Our findings suggest that mouse, rat, cow and human embryos show an evolutionarily conserved requirement for the Hippo signalling pathway mediated through LATS kinases. This regulates protein levels and localisation differences between inner and outer cells, leading to TE and ICM divergence (Fig. S8). Interestingly, the TE lineage-associated factor CDX2 is present in the mouse morula, and detectable in human and cow embryos only at later stages of development (Goissis and Cibelli, 2014a; Niakan and Eggan, 2013).
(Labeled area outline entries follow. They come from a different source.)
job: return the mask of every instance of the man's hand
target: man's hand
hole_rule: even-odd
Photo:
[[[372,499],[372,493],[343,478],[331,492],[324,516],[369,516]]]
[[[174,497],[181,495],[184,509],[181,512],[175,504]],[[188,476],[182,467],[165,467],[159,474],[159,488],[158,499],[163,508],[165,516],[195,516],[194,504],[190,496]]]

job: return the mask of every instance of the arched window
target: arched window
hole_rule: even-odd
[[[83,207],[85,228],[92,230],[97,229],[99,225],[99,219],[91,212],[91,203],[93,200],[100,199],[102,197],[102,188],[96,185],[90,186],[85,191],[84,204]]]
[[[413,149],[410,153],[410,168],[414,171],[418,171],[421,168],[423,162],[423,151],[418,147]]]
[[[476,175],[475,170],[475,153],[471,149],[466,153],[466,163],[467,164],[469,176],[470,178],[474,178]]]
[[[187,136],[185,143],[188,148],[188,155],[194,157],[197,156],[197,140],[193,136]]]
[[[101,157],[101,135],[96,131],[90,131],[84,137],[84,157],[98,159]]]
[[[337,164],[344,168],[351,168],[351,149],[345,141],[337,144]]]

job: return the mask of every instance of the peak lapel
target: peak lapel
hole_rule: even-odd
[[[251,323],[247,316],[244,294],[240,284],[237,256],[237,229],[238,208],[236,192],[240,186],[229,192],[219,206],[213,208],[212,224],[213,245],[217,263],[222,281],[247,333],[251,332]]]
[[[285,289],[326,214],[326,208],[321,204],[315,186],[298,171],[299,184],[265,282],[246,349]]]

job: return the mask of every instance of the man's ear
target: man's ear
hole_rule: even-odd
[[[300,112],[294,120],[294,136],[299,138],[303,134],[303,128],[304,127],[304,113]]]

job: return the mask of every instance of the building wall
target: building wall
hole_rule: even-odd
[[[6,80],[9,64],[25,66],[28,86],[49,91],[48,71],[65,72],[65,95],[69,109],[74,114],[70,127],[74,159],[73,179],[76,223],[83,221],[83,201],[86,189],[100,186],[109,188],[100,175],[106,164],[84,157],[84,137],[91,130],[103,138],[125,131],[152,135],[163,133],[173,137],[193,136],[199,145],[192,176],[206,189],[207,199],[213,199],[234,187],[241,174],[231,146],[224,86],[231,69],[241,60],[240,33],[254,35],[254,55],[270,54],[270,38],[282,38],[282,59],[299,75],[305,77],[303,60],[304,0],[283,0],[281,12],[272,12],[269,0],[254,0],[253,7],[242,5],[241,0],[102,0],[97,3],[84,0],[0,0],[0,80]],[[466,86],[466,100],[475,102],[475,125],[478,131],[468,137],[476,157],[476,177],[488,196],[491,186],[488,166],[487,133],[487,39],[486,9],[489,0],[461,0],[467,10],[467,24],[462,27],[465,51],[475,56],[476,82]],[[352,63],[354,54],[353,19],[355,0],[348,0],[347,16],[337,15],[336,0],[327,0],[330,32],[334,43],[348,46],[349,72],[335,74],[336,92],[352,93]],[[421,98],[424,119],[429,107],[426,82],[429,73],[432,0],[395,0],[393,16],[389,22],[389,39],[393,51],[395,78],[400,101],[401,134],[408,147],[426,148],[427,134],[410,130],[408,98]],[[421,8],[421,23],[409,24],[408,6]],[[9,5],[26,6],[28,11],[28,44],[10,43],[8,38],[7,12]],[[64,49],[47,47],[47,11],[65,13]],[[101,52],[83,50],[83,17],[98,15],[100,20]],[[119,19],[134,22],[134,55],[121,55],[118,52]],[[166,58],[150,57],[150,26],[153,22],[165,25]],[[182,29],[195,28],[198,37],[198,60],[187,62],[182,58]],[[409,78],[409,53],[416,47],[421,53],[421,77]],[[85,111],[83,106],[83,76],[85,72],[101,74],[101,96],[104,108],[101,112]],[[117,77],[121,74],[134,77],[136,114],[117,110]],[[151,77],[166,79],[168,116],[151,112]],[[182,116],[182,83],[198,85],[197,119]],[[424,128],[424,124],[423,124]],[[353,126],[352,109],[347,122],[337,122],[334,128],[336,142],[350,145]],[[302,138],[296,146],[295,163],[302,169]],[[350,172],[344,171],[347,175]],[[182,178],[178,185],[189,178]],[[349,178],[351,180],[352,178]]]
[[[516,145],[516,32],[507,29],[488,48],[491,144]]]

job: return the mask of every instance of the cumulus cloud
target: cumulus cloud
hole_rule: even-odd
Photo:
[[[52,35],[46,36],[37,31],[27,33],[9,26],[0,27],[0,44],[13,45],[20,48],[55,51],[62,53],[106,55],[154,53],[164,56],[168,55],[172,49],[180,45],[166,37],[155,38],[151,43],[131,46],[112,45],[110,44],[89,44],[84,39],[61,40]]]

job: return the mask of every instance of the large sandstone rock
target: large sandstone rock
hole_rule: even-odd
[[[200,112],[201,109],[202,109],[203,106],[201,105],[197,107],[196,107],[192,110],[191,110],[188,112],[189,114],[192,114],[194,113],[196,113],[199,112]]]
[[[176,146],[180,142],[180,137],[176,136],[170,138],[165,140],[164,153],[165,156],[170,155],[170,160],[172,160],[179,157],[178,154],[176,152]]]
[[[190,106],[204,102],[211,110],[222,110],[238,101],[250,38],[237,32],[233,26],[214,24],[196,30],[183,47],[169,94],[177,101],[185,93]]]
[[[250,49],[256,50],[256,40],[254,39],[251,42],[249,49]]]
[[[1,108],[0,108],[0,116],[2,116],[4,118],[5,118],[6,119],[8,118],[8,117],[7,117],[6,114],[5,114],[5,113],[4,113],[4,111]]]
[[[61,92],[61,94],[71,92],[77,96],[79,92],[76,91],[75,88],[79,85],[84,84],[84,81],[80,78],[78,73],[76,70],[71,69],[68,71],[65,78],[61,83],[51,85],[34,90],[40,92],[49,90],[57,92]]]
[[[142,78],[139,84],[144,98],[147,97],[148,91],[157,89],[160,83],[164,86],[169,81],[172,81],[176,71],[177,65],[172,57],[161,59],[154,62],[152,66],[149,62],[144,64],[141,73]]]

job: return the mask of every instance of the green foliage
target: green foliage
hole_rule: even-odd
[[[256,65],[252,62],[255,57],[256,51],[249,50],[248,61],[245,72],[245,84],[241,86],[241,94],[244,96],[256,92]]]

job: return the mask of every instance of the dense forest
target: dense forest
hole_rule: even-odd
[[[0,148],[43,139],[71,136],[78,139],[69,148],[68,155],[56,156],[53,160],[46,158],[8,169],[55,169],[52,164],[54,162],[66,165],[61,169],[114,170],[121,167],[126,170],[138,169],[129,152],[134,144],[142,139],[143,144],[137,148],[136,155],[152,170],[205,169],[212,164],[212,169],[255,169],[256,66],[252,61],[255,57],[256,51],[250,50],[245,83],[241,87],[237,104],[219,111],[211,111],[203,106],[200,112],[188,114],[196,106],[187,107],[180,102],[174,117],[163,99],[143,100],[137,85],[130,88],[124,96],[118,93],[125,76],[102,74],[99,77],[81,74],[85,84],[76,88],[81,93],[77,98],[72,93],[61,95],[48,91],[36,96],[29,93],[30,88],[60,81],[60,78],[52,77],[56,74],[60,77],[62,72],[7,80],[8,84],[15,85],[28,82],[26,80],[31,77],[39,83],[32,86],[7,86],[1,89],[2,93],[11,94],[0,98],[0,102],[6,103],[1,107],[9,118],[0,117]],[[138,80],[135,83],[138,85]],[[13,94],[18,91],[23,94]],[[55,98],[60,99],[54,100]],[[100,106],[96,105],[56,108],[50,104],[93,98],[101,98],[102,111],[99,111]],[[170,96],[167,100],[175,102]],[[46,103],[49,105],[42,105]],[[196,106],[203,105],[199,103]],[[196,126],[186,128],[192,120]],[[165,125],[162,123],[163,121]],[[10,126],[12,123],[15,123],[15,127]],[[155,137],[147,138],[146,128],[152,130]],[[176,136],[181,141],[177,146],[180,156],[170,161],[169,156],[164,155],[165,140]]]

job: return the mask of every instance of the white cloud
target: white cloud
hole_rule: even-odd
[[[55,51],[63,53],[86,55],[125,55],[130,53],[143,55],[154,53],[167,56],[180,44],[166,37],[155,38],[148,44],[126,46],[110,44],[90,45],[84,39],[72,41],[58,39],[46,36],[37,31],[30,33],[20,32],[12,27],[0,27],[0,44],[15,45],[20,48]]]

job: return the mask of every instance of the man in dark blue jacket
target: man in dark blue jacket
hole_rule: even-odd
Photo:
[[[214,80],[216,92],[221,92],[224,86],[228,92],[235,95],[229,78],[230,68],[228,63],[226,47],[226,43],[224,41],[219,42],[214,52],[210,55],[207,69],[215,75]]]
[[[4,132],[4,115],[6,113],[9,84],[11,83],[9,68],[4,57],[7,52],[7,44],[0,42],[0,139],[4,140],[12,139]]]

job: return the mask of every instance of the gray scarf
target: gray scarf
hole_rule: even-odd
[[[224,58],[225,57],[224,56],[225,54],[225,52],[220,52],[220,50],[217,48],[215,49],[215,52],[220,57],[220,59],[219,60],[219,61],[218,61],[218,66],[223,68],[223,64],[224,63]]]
This suggests that, although we report a conserved role for aPKC-mediated cell polarity and Hippo signalling, not all the downstream factors involved in TE specification are conserved in their expression dynamics across species. This might reflect differences in the timing or mechanism of lineage specification that necessitates further investigation. Consistent with this, blastocyst chimera, re-aggregation experiments and live-imaging analysis suggest that the timing of irreversible commitment of the TE occurs earlier in the mouse compared with human embryos (De Paepe et al., 2013; Posfai et al., 2017; Strnad et al., 2016). Further comparative analysis of putative developmental regulators across more species and functional studies of upstream and downstream regulators of early lineage specification would be informative.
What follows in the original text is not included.